While the cricketers' defeat of the West Indies in the First Test in Johannesburg and the rugby side's achievement in equalling the All Blacks record of 17 consecutive Test victories have prompted the usual euphoria and triumphalism among the white population, the vast majority of South Africans have remained either ambivalent or, in the case of the African National Congress government, furious that both teams should still be as exclusively white as they were in the forgettable days of apartheid.

No one is angrier or more disenchanted than Steve Tshwete, the sports minister, who famously greeted South Africa's first-up victory over Australia at Sydney in cricket's 1992 World Cup with a tearful embrace of the players, then also all white.

Announcing that his government would next April set up a commission to accelerate the process of introducing a more representative racial composition in national teams, Tshwete told a ceremony honouring outstanding past black rugby players last week: "We are going to intervene in a decisive way to ensure that we don't assemble here in five years' time to lament the death of rugby in black areas. You are going to be heard beyond the confines of these walls expressing your outrage," he added. "You must be heard - nou is ons gatvol [now we are fed up]".

Under the divisive apartheid regime of the minority National Party government, cricket and rugby, like all other sports except football and boxing, were the virtual preserves of the white population.

There has been a lot of catching up to do. The cricket and rugby boards have taken on a multi-racial hew and a black lawyer, Silas Nkanunu, now heads the latter in succession to the loathed Louis Luyt. Both have introduced development programmes to spread and popularise their sports in the disadvantaged townships and the composition of national age-group teams indicate increasing success.

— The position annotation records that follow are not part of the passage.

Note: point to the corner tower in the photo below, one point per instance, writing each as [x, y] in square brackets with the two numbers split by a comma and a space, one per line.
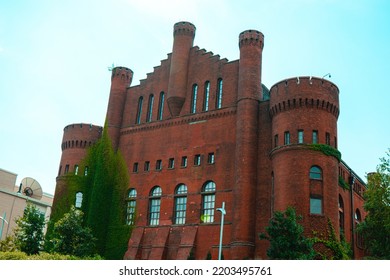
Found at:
[305, 160]
[121, 78]
[249, 94]
[184, 34]
[75, 142]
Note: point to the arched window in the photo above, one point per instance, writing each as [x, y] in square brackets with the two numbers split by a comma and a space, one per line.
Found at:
[194, 98]
[315, 173]
[161, 106]
[316, 205]
[206, 96]
[218, 100]
[79, 200]
[358, 217]
[150, 108]
[131, 204]
[139, 110]
[180, 204]
[208, 202]
[341, 214]
[359, 237]
[154, 206]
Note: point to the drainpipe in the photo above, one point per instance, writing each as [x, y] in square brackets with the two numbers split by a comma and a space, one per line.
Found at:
[351, 182]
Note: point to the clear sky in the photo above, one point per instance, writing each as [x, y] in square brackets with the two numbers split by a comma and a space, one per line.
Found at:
[54, 57]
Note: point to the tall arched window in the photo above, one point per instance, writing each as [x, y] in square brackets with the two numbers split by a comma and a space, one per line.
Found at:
[79, 200]
[218, 100]
[150, 108]
[180, 204]
[206, 96]
[139, 110]
[315, 173]
[208, 202]
[341, 214]
[154, 206]
[359, 237]
[131, 204]
[161, 106]
[194, 98]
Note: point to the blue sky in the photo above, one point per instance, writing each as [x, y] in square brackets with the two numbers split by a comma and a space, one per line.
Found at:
[54, 57]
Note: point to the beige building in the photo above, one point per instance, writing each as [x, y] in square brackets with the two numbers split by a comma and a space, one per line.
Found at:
[14, 199]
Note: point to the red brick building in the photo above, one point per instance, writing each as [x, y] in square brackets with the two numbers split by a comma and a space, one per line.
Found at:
[201, 130]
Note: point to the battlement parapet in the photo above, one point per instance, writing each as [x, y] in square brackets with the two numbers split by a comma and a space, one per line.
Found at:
[251, 38]
[184, 28]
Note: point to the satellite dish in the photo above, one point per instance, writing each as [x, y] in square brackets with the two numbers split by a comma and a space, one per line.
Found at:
[31, 188]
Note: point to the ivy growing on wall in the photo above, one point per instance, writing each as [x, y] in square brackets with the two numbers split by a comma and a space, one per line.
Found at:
[339, 249]
[343, 184]
[326, 150]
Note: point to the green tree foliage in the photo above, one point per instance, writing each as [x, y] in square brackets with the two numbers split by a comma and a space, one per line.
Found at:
[104, 205]
[104, 191]
[8, 244]
[375, 228]
[287, 241]
[70, 237]
[29, 235]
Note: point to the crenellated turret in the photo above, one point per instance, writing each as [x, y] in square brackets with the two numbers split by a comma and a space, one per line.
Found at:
[76, 140]
[249, 94]
[304, 112]
[184, 33]
[120, 80]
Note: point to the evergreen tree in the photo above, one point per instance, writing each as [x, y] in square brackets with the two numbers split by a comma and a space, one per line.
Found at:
[375, 228]
[287, 241]
[71, 238]
[104, 204]
[29, 231]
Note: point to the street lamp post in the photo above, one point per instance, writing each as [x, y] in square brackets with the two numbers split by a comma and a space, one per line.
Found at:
[223, 213]
[2, 224]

But it has not yet been reflected on the vitally conspicuous international stage and Tshwete and others, like Mvuso Mbebe, head of the National Sports Council, who has also raised the issue, are becoming impatient.

Only one black South African, Makhaya Ntini, the 22-year-old fast bowler from the village of Zwelitsha in the eastern Cape, has advanced into the Test team. Three years ago, the teenaged Paul Adams, a coloured (mixed- race) left-arm spinner with a corkscrew action, created a sensation in his debut series against England.

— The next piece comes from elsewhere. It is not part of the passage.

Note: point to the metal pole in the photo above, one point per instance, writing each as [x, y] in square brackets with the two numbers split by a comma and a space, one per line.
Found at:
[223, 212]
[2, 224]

Adams has had 19 Tests, Ntini four but neither was selected for the first Test against the West Indies on the stated grounds that their current form did not merit their inclusion. There are also two coloured players, Breyton Paule of Western Province and Deon Kayser of Eastern Province, and one black, Owen Nkumane of Gauteng, in the rugby squad but neither played a Test on the swing through Britain and Ireland.

Herein lies the nub, whether there should be what is called "positive discrimination" - the inclusion, by law, of those who were previously debarred, by law - in sport as there now is in the government service. The concept is anathema to those who hold that selection should be on merit alone.

Tshwete also places the blame on selectors of club and provincial teams, the nurseries for Test cricket. "Provincial panels allocate to themselves the position of the last bastion of apartheid in sport," he charged on national television last week, adding that government non-interference in selection "should not be used as a ploy to keep black players on the benches as drinks boys".

Dr Ali Bacher, chief executive officer of the United Cricket Board, placed the subject on the agenda of its meeting in Johannesburg yesterday for what he called a "full debate".

The second Test against the West Indies starts in Port Elizabeth on Thursday. South Africa's sporting public and, not least, its politicians eagerly waits to hear what cricket's future selection parameters will be.